There are some potential problems with your possible use of RAID 0.
You won't gain any effective speed as a Nimbustor 4 with four drives in RAID 10 will use most of the 2.5Gb/s ethernet. If you're only using it at 1Gb/s then any speed increase is completely irrelevant.
All your data currently fit on your external HDDs but you must allow for growth.
Your NAS is dead if a drive fails until you source a replacement and copy all the data back. With RAID10 you just carry on working.

thanks for this.

I’m only using gigabit because I can’t find a switch faster for a reasonable price (or I couldn’t find one at the time), but that’s worth knowing.

RAID 10 it is! :)
 
There are now several 5-port 2.5Gb/s switches for well under the £150 mark. I went for a TP-Link TL-SG105-M2 at £130 and it's been problem-free.
Yes I did see this, its gigabit brother is £100 cheaper so not justifiable for me for the time being, but I'll bear in mind that you've had good experiences with it. Do you have a 2.5ghz port on the back of your motherboard on your PC out of interest? Mine does, but it's a fairly new board.
 
@Snapshot - When you got your drives, did you just plug them in and then choose to migrate your volume to RAID 10? I'm doing this, and the Nimbustor is saying it's migrating to RAID 10 (I went through the wizard of selecting the 3 new disks), and yet once it's gone to 100% (doesn't take longer than a minute), storage manager opens up again, and it displays as a single volume again, the other drives marked as inactive. Also, the RAID option is greyed out. No activity, no "migrating" message, nothing.

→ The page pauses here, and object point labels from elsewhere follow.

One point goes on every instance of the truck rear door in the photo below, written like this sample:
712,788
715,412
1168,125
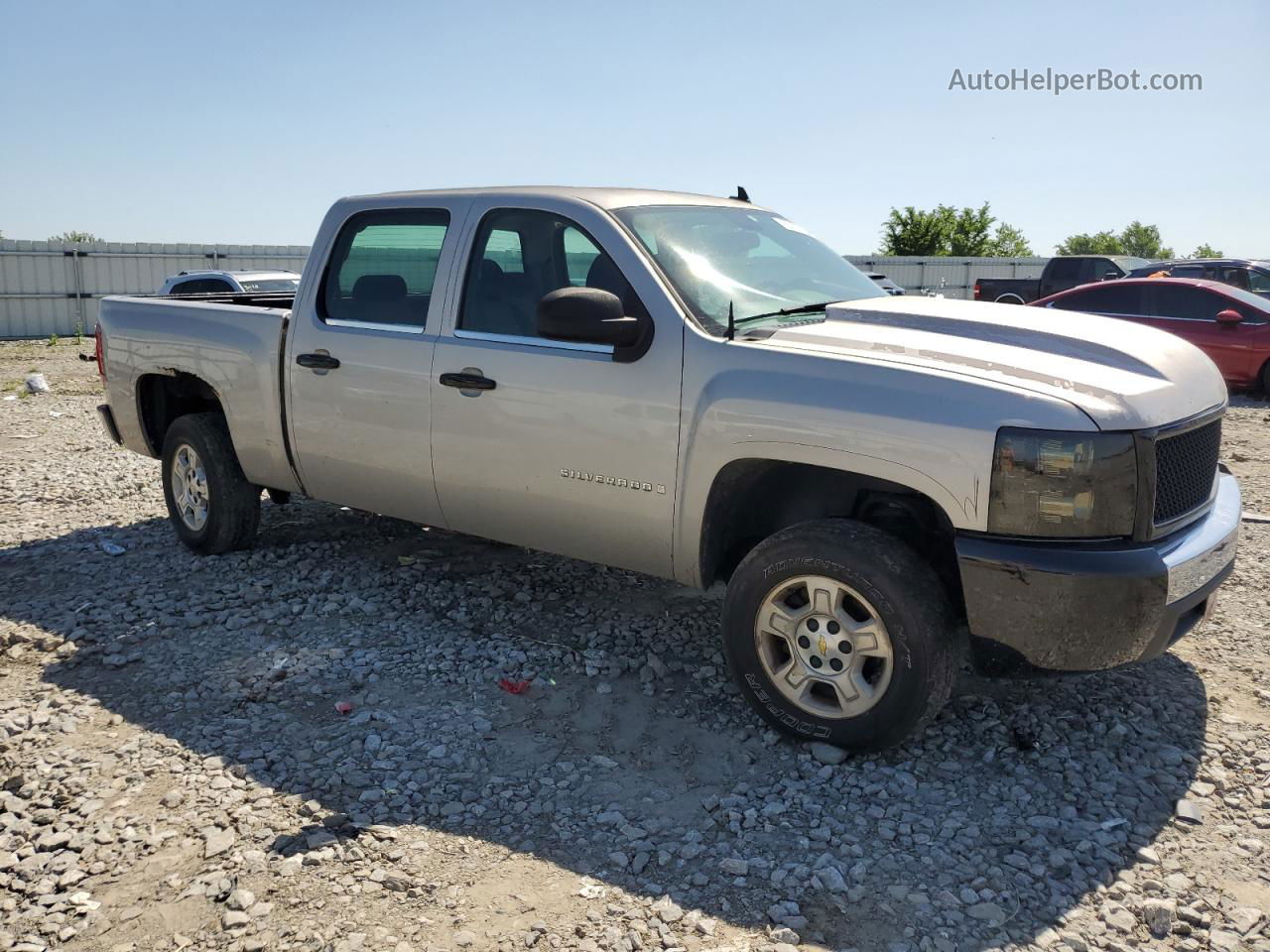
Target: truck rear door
359,358
563,449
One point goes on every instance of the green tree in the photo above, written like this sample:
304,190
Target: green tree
915,232
1103,243
945,230
1008,241
1143,241
1206,250
970,231
73,236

Did you get this?

3sIS9EX.png
OBpi93U.png

:confused:
 
No, because I've always started from scratch. However, Asustor has a load of training documents available. https://www.asustor.com/online/College_topic?topic=251 is a general introduction to RAID and https://www.asustor.com/online/College_topic?topic=352 is the one about data migration.
Thanks, yeah I was following those guides, but unfortunately there is some confirmation messaging in the dialogue boxes in their guide that I don’t get. I don’t think it’s working properly, going to have to submit a ticket :(
 
I've managed to get things moving at least by selecting RAID 5 from the RAID menu, and picking 2 of the 3 new drives to migrate my existing volume over to, and it is migrating. Once that's done, hopefully I can move on from there.

Considering that NAS boxes have a very small handful of jobs, you'd think they could handle them...
 
Update: Wish I'd never bothered trying to be clever. Successfully migrated from single volume on 1 drive to 3 drives with RAID 5. I then clicked 'add an extra disk' button for the fourth drive, and the whole lot completely died on me, NAS inaccessible, and when turned off and on again, just beeped at me like I was a right **** for even trying.

Ended up removing all drives except the first two, which allowed it to boot, then while it was switched on and in the admin panel, plugged the other two drives in, and deleted the volume and recreated it afresh in RAID 10. Now restoring from my external backup disks, wishing I'd just done that in the first place.

My advice to all would be: If you have an Asustor device, just make sure your NAS is backed up, and wipe it if you're changing RAID status. Start again. It'll save a lot of pain, even if it costs you double the amount in backup disks!!!